# P.E. Detail sets



## Rusty_S85 (Apr 7, 2018)

I just recently ordered the '64 Thunderbolt. I was informed on FB group I am on that there is a P.E. set for this kit put out by Performance Detail Products. I did a bunch of searches and couldn't find anything about the company nor a detail set for a 64 Thunderbolt.

Does anyone on here know of this P.E. set? Anyone knows where to get it?

Or better yet does Performance Detail products still exist?


----------



## aussiemuscle308 (Dec 2, 2014)

If you haven't found one with a google search there probably isn't one. "Performance Detail Products" is a terrible business name to use on the internet, since it's such a generic term and doesn't show any specific hits to that company. 

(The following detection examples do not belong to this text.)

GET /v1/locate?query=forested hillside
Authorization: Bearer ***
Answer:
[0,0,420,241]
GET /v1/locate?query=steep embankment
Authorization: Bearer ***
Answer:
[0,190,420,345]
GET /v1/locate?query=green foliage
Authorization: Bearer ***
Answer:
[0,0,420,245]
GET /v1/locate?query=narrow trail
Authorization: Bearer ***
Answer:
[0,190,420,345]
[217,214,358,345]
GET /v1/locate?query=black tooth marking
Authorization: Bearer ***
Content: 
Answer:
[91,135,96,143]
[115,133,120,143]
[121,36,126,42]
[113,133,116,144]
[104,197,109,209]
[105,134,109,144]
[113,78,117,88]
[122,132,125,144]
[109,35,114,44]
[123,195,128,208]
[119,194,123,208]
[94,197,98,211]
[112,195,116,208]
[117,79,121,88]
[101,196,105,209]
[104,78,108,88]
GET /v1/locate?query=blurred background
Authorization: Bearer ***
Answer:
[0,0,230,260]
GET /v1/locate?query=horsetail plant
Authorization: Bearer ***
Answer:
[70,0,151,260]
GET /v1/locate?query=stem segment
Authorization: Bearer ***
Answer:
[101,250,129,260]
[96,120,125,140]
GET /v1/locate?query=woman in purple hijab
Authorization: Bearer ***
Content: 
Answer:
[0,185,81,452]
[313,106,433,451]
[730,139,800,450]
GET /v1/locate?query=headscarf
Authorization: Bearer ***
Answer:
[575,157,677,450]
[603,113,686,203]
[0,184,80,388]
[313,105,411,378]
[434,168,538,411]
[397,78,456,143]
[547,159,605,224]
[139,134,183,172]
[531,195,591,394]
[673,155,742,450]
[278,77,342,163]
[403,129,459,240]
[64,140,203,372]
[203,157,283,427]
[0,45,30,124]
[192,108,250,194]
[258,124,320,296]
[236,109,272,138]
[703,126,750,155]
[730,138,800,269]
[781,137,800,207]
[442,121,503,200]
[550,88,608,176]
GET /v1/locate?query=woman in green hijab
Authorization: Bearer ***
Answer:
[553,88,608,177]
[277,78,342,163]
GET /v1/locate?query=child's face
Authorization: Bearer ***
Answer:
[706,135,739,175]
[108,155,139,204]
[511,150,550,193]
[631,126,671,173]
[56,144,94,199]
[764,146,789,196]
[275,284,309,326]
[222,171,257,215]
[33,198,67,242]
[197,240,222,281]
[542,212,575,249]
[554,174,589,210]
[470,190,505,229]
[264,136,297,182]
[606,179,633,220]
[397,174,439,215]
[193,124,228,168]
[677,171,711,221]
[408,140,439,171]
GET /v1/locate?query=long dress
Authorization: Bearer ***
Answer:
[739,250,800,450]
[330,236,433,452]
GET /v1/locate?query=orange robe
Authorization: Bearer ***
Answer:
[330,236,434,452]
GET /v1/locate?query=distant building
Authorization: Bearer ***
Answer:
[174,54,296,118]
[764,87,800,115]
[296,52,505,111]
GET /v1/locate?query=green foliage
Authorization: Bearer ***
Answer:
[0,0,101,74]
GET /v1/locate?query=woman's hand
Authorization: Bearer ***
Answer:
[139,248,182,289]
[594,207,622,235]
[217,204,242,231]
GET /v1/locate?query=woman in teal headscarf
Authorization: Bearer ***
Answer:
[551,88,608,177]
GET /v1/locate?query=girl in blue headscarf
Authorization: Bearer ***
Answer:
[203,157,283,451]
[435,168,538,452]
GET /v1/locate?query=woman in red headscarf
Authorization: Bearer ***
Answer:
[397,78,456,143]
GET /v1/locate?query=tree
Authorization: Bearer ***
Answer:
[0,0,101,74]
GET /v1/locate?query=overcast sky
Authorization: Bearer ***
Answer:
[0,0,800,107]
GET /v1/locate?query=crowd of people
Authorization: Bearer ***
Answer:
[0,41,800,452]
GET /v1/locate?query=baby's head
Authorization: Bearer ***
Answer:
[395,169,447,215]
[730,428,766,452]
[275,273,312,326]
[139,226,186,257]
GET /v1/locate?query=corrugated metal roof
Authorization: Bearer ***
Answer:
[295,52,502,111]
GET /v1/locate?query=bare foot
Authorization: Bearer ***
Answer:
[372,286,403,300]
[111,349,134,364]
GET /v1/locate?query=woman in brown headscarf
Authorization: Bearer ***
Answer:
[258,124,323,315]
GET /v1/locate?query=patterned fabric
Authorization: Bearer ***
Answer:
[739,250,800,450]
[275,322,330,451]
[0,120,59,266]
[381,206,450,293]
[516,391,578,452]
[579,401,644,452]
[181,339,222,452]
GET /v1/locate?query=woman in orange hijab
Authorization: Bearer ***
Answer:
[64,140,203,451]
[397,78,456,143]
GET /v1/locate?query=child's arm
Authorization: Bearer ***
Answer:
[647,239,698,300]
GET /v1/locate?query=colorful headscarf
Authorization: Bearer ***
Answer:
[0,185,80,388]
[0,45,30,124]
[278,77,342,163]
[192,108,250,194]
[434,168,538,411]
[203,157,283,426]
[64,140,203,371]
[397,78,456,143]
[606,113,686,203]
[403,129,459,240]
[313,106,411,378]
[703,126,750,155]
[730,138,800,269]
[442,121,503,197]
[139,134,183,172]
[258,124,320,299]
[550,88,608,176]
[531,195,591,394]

Perhaps they used the generic 'hot rod' or 'vintage race car' PE upgrade set?


----------



## Rusty_S85 (Apr 7, 2018)

aussiemuscle308 said:


> If you haven't found one with a google search there probably isn't one. "Performance Detail Products" is a terrible business name to use on the internet, since it's such a generic term and doesn't show any specific hits to that company.
> 
> Perhaps they used the generic 'hot rod' or 'vintage race car' PE upgrade set?


Well below is the photo a guy on the facebook model group I am on posted that he used on his Thunderbolt.

The business name is terrible either business name or product name I should say. Ive found other products under the same name on ebay but they were not for the Thunderbolt.


----------